第七章:暗中飛躍-32

 


「すみませんヘッズマン副団長。断りを入れるのも惜しい要件が急遽入ったものでして……」


「え、急用? なら今日の所は止めとく?」


「ああいえ。もう済んだ事ですのでお気になさらず」


 取り敢えずはヘッズマン副団長に謝罪し、今日の用事を再開しようとすると、今度は私達を探しに飛び出したアーリシアの安否を心配していたラービッツが私を見るなり頭を下げた。


「度々すまない。どうやらお嬢様は久々にお前に会えたのが余程嬉しいようで……その、はしゃいでしまっているんだ」


 申し訳なさそうにしながらも、何処かホッとしているような、安心感を覚えている表情を見せるラービッツ。

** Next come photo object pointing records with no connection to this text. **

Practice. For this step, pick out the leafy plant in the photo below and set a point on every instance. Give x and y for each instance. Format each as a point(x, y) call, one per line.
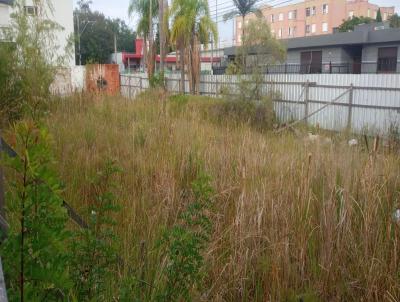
point(35, 257)
point(95, 249)
point(157, 80)
point(185, 243)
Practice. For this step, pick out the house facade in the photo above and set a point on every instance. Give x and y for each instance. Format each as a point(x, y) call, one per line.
point(62, 13)
point(313, 17)
point(370, 48)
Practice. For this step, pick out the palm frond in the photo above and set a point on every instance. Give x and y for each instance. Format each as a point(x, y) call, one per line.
point(231, 15)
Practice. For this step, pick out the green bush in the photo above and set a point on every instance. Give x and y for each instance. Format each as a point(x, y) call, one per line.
point(95, 249)
point(35, 257)
point(157, 80)
point(185, 243)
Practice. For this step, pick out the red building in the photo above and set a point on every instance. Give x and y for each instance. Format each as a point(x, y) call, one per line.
point(134, 61)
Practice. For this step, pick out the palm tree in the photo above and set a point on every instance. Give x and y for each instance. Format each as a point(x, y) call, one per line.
point(243, 8)
point(147, 10)
point(191, 27)
point(162, 29)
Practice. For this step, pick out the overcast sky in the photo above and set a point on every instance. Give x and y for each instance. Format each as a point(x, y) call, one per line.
point(120, 10)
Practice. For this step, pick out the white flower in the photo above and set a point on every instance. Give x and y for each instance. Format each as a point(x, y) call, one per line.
point(353, 142)
point(396, 216)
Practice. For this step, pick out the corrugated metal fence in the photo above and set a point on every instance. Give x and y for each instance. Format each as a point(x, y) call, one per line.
point(366, 102)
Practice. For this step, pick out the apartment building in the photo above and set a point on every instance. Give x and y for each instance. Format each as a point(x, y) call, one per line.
point(62, 13)
point(313, 17)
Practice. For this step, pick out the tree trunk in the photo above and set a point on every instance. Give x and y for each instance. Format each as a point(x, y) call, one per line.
point(161, 29)
point(195, 65)
point(182, 66)
point(242, 44)
point(151, 57)
point(145, 53)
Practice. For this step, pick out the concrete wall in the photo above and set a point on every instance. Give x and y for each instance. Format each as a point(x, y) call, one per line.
point(4, 15)
point(63, 15)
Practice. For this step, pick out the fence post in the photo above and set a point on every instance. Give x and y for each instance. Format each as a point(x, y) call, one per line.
point(3, 223)
point(3, 290)
point(129, 87)
point(306, 99)
point(350, 112)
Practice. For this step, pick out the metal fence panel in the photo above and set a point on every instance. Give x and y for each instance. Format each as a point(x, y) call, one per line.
point(374, 104)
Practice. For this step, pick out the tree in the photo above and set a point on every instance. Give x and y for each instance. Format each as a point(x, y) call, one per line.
point(162, 30)
point(243, 8)
point(147, 10)
point(379, 16)
point(97, 35)
point(349, 24)
point(29, 60)
point(395, 21)
point(260, 47)
point(191, 27)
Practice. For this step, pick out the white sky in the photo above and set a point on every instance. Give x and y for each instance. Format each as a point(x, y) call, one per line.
point(120, 10)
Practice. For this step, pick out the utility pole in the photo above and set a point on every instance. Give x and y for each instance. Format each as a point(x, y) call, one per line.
point(151, 34)
point(79, 39)
point(162, 33)
point(80, 32)
point(115, 48)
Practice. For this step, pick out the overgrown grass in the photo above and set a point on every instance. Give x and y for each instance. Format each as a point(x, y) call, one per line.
point(291, 221)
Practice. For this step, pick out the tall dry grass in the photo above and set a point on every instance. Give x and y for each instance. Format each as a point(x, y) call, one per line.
point(293, 221)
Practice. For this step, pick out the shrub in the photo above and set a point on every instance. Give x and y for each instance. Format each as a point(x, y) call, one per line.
point(95, 249)
point(185, 243)
point(35, 256)
point(157, 80)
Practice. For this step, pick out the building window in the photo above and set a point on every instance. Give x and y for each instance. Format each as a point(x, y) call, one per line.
point(292, 15)
point(311, 62)
point(311, 11)
point(387, 59)
point(31, 10)
point(325, 9)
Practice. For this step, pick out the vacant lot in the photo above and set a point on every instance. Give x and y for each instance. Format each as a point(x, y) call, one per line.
point(293, 218)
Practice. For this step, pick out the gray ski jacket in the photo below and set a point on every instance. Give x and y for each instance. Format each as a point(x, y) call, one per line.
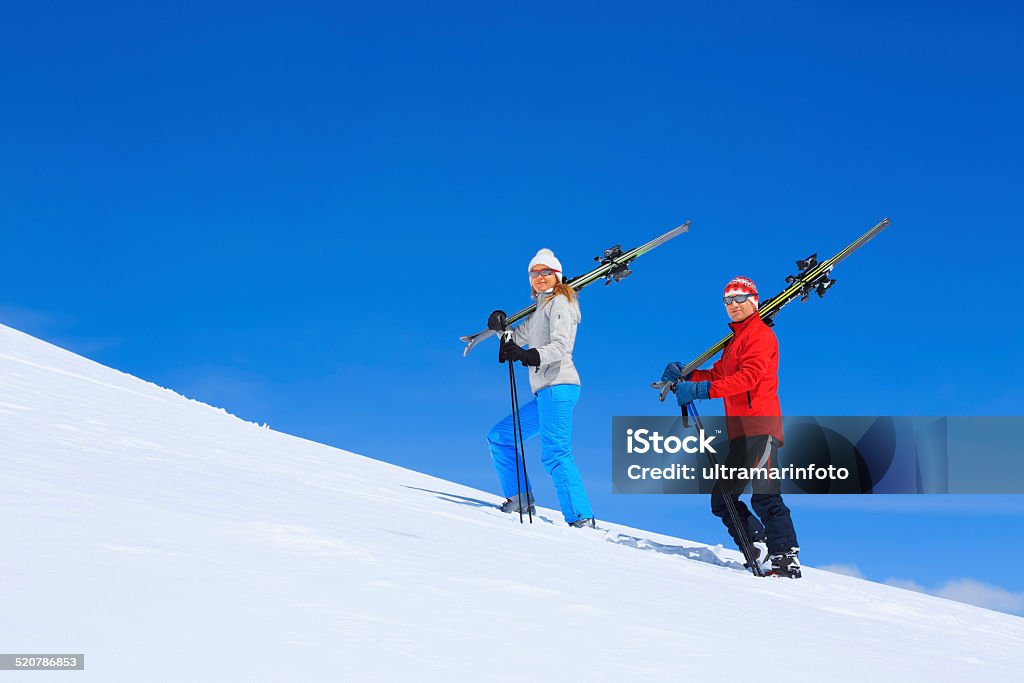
point(551, 330)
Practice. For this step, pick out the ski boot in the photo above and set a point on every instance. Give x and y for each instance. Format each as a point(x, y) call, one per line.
point(785, 564)
point(512, 504)
point(761, 557)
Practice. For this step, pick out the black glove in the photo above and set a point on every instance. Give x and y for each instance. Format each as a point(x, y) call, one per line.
point(497, 321)
point(512, 351)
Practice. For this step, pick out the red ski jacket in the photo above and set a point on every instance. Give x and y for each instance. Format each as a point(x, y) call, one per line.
point(747, 379)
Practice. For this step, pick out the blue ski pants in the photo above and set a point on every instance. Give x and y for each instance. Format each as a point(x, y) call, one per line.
point(549, 415)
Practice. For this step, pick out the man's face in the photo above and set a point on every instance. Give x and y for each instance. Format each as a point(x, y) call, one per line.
point(740, 311)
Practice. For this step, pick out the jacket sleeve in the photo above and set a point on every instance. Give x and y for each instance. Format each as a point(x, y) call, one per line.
point(754, 365)
point(560, 322)
point(712, 373)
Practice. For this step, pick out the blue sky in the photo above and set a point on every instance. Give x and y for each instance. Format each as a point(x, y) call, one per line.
point(293, 212)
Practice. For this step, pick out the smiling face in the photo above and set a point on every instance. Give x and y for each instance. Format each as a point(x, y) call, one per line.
point(740, 311)
point(540, 282)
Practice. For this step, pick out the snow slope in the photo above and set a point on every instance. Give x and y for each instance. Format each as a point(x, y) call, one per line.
point(167, 540)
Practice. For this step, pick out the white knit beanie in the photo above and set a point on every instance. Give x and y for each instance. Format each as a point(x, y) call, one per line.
point(548, 258)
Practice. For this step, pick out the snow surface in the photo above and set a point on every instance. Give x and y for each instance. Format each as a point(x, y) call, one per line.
point(167, 540)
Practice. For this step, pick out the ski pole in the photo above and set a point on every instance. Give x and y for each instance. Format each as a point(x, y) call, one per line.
point(744, 543)
point(517, 440)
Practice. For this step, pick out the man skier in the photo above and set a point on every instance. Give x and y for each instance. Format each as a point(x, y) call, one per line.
point(747, 379)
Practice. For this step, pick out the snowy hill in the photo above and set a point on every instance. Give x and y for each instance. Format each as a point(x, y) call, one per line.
point(167, 540)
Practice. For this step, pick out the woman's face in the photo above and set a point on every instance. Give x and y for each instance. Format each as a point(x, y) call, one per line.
point(541, 282)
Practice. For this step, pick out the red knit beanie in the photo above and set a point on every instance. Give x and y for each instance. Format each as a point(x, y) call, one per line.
point(742, 286)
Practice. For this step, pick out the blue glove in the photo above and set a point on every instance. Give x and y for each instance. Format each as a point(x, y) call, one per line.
point(689, 391)
point(672, 372)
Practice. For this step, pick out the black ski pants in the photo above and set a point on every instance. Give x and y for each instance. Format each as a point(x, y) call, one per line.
point(775, 523)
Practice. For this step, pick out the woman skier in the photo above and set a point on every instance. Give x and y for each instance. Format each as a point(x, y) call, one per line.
point(550, 334)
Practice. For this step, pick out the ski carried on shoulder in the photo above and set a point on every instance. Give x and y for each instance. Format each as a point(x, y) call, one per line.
point(811, 279)
point(613, 267)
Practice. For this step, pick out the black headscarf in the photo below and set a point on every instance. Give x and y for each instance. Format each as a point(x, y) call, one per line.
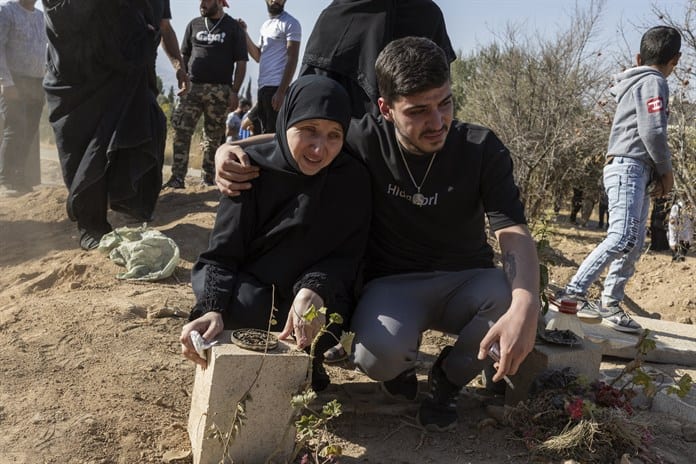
point(349, 35)
point(309, 97)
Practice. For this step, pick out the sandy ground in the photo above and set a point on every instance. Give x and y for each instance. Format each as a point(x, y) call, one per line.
point(90, 371)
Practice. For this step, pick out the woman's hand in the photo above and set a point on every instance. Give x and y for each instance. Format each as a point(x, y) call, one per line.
point(296, 325)
point(209, 326)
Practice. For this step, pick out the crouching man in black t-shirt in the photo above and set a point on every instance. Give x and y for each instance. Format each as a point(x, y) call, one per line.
point(428, 263)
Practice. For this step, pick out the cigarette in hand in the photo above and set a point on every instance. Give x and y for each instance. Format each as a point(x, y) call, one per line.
point(494, 354)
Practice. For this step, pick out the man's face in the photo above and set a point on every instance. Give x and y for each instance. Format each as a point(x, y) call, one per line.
point(421, 120)
point(210, 8)
point(275, 7)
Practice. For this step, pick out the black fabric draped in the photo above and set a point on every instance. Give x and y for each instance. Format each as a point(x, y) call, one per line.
point(349, 34)
point(109, 129)
point(290, 230)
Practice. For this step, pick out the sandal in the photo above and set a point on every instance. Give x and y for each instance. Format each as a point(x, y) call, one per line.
point(335, 354)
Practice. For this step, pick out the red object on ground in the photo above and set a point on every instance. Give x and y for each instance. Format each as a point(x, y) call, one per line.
point(568, 307)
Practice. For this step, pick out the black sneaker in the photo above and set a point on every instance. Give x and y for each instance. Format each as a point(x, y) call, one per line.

 言外にはしないが、どうやらアーリシアは帰国後少々塞ぎ込みがちだったようだからな。それはそれで側付きとして心配だったのだろう。


 本当、苦労人だ。


「来てしまったものは仕方がない。彼女にも言ったが、明日にでも帰国した方が良いだろう。本格的な衝突まで一応時間はあるが、それでも戦時中には変わりない。いつ奴等が奇襲を仕掛けて来るか判らんからな」


「ああ。今回ばかりはどれほどワガママを言おうと明日には帰る。その点は心配しなくて良い」


「そうか。よろしく頼むぞ。……ああそれとお前から受け取った鉤爪。本当に私に渡して良かったのか?」


 私達が合流して間も無く、迷惑を掛けた詫びだと言って一方的にラービッツから突然に包みを渡されたのだが……。


「構わん。実は先日師匠でもある祖母から免許皆伝を受け取ってな。その際に師匠の鉤爪を継承したんだ。故に今まで使っていた鉤爪は引退させるつもりでいた」


「ふむ。成る程な。それでただ錆びさせるのは勿体ないと私に?」


「その通りだ。一応専用武器としては解除してあるから、お前の専用武器としても使える筈だ」


「それは良い。有り難く使わせて貰おう」


「そうしてくれ。その方がそいつも本望だろう」


 一通りの会話が終わった後、ラービッツは私の言葉で未だに元気を無くしているアーリシアの元へ駆け寄って行く。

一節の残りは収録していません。